Heading Ocugen’s pipeline is OCU300, an orphan drug based on a novel formulation of brimonidine for ocular graft-versus-host disease (GvHD), and a slightly stronger formulation called OCU310 for dry eye disease. Both of those programmes are in phase 3 development.

Much of the value in Ocugen is seen as coming from its gene therapy pipeline, which stems from a technology platform licensed from Harvard Medical School. That effort is led by OCU400, a gene augmentation therapy for patients with inherited retinal diseases (IRDs) caused by mutations in the  NR2E3 gene.

OCU400 recently received orphan drug designation from the FDA and is due to start a phase 1/2  trial in the coming months, according to a Histogenics filing with the US Securities and Exchange Commission (SEC).

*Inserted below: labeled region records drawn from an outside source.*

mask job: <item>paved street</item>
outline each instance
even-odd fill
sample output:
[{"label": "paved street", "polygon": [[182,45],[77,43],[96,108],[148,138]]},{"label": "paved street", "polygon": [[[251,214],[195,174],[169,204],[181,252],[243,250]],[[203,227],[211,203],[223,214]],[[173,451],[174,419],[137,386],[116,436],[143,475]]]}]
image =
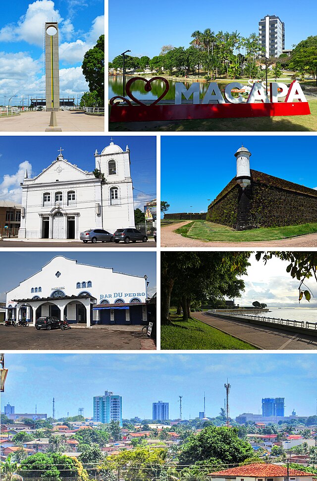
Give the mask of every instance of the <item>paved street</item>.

A second gene therapy for dry age-related macular degeneration (AMD) – OCU410 which delivers the RORA  gene – is in preclinical development, along with two protein drugs for wet AMD (OCU200) and retinitis pigmentosa (OCU100).

Ocugen says that OCU400 differs from highly-specific single-gene therapies, such as Spark Therapeutics’ Luxturna (voretigene neparvovec) which became the first gene therapy to be approved in the US in 2017, because it has the potential to treat a variety of IRDs with a single therapy. Luxturna is approved for IRDs caused by confirmed biallelic RPE65 mutations.

Eye diseases are at the forefront of the gene therapy revolution because delivering the vector into the eye is much easier than systemic dosing, and it is also easier to gauge the outcome of the therapy.